Representative multiple reaction monitoring chromatograms of luteoloside (a), dracocephaloside (b), juncein (c), nudifloside (d) and IS (e) in the rat plasma. (1) Blank plasma, (2) blank plasma spiked with the analytes at low limits of quantification and (3) rat plasma samples at 20 min after oral administration of the Callicarpa nudiflora extract (at full page width)

Linearity and low limits of quantification

The linear ranges, typical regression equations and LLOQs of four analytes are shown in Table 2. The calibration curves for the four analytes were found to be linear with the regression coefficients (R2) all higher than 0.99. The chromatograms of four analytes at LLOQ level are given in Figure 3. The method is sensitive for the quantitative evaluation of four analytes as the precisions and the accuracies at the LLOQ were <15%.

Table 2

The regression equations, correlation coefficients, linear ranges and LLOQs for the determination of four analytes in rat plasma

Precision and accuracy

Table 3 summarizes the intra-day and inter-day precisions and accuracies of four analytes. The intra- and inter-day precisions (RSD) were within 7.4% and the accuracies (RE) ranged from −7.4% to 7.9%, they were all within ± 15% for all the QC levels, which indicates that our method was accurate, reliable, and reproducible.

Table 3

Intra-day and inter-day precisions and accuracies of four analytes in rat plasma (n=6)

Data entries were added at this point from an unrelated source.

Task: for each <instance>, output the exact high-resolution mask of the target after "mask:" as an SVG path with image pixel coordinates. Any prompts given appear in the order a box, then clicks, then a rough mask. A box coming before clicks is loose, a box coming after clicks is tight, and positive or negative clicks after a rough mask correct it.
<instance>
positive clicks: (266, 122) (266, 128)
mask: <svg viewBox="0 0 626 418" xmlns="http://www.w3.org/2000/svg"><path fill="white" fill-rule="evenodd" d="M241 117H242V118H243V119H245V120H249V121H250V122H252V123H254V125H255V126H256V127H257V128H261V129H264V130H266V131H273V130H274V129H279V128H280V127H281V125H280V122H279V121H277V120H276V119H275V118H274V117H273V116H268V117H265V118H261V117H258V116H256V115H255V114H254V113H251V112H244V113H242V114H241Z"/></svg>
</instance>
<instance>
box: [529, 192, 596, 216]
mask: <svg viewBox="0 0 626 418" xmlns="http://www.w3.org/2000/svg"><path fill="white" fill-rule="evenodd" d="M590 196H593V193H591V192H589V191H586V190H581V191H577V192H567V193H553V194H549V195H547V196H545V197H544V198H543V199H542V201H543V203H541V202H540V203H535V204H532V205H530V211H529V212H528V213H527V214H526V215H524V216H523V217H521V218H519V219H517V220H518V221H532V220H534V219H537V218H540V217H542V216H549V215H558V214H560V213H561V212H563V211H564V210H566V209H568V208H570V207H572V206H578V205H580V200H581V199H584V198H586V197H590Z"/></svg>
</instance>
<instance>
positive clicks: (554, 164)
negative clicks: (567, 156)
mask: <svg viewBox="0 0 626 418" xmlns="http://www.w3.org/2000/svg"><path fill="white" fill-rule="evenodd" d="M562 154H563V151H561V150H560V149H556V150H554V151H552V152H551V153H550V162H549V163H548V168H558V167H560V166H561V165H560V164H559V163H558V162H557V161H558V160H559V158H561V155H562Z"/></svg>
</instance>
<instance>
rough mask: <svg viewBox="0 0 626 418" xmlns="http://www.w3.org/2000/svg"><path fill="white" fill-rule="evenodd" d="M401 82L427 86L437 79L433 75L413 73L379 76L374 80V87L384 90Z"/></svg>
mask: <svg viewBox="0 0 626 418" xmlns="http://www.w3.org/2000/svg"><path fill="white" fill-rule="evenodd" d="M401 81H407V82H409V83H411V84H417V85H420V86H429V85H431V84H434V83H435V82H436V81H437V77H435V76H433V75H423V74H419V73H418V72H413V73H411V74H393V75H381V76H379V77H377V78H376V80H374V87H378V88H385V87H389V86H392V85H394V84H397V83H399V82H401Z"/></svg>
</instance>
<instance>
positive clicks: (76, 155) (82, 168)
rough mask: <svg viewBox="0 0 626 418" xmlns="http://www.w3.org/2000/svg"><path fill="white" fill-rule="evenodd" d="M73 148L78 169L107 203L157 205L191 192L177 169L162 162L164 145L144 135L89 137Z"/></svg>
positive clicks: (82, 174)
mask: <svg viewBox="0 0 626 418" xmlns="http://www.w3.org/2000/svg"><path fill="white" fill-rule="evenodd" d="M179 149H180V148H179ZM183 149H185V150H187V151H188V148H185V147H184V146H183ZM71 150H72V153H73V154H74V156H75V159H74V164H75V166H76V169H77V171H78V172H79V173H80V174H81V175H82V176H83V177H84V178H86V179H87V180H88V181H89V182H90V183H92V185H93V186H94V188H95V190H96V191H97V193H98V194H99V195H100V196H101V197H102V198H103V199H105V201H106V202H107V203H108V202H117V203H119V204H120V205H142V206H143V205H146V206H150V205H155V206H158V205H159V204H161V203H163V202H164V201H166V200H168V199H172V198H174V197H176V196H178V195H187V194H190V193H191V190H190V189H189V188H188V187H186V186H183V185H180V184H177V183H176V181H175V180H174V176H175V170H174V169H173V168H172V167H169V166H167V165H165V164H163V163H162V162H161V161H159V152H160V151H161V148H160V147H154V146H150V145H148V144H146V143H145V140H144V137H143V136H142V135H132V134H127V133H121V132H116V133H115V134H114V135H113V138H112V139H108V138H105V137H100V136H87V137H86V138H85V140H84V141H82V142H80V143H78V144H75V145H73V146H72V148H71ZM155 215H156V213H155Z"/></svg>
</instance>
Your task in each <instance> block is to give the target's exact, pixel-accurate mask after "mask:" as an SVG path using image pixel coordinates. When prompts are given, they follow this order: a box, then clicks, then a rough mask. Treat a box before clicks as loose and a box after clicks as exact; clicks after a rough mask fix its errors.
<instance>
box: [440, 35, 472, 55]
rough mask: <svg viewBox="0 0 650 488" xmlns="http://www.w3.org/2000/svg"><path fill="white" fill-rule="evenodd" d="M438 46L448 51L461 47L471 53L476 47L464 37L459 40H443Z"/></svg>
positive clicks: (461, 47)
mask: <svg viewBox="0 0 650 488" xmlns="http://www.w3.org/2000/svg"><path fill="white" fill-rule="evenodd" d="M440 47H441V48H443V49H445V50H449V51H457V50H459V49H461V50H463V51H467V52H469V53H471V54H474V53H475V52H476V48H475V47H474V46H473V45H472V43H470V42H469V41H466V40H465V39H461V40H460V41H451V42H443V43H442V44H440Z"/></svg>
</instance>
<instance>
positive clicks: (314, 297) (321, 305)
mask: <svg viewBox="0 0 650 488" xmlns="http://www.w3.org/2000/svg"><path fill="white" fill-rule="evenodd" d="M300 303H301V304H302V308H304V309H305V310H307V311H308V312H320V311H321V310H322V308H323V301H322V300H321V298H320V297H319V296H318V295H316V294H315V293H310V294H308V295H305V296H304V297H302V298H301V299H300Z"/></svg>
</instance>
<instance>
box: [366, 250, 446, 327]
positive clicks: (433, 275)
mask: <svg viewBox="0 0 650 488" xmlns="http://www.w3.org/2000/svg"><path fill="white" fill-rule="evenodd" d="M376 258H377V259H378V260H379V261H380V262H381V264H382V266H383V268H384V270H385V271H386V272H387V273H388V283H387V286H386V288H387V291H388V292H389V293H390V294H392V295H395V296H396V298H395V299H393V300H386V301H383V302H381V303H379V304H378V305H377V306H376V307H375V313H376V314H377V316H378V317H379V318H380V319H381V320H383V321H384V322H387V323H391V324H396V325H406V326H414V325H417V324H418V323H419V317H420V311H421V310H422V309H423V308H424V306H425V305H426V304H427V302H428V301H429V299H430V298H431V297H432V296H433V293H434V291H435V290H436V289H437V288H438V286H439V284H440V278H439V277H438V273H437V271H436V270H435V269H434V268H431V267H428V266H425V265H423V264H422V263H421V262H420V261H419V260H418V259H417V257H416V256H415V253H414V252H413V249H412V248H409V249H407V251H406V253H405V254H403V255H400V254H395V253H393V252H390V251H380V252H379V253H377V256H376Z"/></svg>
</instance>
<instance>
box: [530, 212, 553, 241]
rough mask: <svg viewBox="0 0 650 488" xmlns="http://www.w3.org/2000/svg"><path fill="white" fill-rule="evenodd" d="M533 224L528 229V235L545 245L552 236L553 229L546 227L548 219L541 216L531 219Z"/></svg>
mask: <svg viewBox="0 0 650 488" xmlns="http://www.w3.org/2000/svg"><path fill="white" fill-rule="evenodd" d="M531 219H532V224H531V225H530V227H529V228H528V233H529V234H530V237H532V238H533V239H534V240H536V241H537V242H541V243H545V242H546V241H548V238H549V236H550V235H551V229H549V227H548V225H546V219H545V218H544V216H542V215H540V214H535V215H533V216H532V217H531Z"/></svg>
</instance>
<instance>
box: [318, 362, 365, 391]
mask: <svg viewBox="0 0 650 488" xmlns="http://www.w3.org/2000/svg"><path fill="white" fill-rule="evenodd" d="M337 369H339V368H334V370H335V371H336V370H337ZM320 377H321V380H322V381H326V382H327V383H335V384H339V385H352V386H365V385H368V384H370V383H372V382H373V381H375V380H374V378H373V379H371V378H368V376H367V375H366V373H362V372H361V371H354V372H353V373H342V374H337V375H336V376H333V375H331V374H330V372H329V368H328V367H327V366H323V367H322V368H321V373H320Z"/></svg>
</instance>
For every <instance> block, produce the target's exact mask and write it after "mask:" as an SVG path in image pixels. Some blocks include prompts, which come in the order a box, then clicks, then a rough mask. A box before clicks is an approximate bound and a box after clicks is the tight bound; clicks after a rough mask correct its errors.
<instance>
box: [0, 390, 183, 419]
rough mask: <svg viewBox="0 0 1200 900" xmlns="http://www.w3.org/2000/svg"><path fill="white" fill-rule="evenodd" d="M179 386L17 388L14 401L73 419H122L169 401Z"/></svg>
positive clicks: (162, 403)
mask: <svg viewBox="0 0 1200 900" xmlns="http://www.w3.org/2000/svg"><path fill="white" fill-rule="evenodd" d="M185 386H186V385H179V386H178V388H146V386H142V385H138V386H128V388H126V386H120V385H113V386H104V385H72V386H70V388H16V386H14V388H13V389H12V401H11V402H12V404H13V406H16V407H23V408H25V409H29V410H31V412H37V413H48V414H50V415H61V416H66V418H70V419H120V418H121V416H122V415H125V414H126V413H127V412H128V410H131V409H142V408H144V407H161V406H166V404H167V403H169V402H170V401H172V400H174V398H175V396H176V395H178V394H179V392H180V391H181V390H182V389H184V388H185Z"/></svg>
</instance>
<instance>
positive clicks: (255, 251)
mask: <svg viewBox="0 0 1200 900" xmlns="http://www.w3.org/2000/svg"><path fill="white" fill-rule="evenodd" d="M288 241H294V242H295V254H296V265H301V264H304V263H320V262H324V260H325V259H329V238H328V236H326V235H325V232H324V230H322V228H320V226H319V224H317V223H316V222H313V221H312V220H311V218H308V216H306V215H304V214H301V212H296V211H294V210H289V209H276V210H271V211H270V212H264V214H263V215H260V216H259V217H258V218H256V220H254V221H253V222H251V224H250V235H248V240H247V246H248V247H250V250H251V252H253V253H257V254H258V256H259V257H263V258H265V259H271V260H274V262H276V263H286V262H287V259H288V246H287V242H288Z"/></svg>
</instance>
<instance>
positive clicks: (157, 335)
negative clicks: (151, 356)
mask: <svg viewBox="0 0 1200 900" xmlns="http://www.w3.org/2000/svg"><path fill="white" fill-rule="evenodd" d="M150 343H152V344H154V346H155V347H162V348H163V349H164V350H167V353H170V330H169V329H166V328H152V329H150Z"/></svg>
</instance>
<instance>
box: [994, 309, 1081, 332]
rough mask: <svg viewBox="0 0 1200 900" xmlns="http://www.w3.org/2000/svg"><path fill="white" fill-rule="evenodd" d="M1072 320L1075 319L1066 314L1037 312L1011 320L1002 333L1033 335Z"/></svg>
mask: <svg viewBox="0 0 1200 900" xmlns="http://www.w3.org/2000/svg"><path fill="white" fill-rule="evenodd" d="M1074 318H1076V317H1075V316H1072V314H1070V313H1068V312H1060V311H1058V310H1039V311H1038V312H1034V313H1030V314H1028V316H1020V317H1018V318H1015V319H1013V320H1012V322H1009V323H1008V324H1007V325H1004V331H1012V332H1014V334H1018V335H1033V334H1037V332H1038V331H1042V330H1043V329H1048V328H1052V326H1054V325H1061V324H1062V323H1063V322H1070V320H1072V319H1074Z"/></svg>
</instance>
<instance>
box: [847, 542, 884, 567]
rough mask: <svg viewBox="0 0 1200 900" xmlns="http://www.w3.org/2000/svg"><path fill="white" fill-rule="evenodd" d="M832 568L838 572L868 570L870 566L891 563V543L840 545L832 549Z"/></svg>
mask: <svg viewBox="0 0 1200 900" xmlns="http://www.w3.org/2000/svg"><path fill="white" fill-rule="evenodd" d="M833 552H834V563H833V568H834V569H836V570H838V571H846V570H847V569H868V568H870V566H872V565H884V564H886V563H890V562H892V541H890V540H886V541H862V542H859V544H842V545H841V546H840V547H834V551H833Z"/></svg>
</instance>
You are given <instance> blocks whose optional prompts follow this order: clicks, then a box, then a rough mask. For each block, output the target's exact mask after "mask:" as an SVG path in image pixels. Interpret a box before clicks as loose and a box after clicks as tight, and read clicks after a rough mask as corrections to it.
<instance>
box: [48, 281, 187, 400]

Recovery and matrix effect

The mean extraction recoveries of four analytes at three QC levels were found to be in the range 80.1–91.6% with RSD <8.2%, which indicates that the protein precipitation method was acceptable. The matrix effects ranged from 92.3% to 103.8% with RSD <6.9%, which demonstrates that no significant matrix effect existed on the ionization of four analytes [Table 4].

Table 4

Recoveries and matrix effect of four analytes in rat plasma (n=6)

Stability

The results shown in Table 5 demonstrate the good stability of four analytes in plasma samples during three freeze–thaw cycles (RE in the range −7.7–6.3%, RSD <7.3%), at 8 h at room TEM (RE in the range −5.6–7.0%, RSD <7.0%) and at a TEM of −20°C for 14 days (RE in the range −4.7–6.1%, RSD <8.4%). The method is proved to be applicable for routine analysis.

Table 5

Stability of four analytes in rat plasma at different storage conditions (n=6)

Pharmacokinetic study

This validated UHPLC-MS/MS method was sensitively applied to the PK studies of luteoloside, dracocephaloside, juncein and nudifloside in rat plasma after oral administration of the C. nudiflora extract. Figure 4 depicts the mean plasma concentration–time profiles of the four analytes in rats. Their main PK parameters were summarized in Table 6. It was observed four analytes exhibited quick absorption with Cmax occurring at around 25 min and were eliminated rapidly thereafter, these behaviors may be attributed to the relatively high polar of the compounds. Three flavonoid glycosides (luteoloside, dracocephaloside and juncein) exhibited consistent plasma concentration–time and PK parameters in vivo as isomers; the trend in concentration–time profiles of luteoloside was basically consistent with the literature report.[15] Although the administered doses of nudifloside were higher than the flavonoid glycosides, the AUC0-t of nudifloside was lower than those of the flavonoid glycosides, which demonstrates that the bioavailability of nudifloside was lower than that of the flavonoid glycosides.

Figure 4

Plasma concentration-time curves of four active components after oral administration of Callicarpa nudiflora extract. Data are expressed as mean ± standard deviation (n = 6) (at column width)

Table 6

Pharmacokinetic parameters of the four analytes after the oral administration of Callicarpa nudiflora extract (n=6)

CONCLUSIONS

A simple and sensitive UHPLC–MS/MS method was firstly developed and validated for the simultaneous determination of luteoloside, dracocephaloside, juncein and nudifloside in rat plasma. This method has been successfully applied in a PK study of four compounds after oral administration of the C. nudiflora extract. The validated method and the PK parameters in this paper would be helpful to provide certain references to clinical application of C. nudiflora.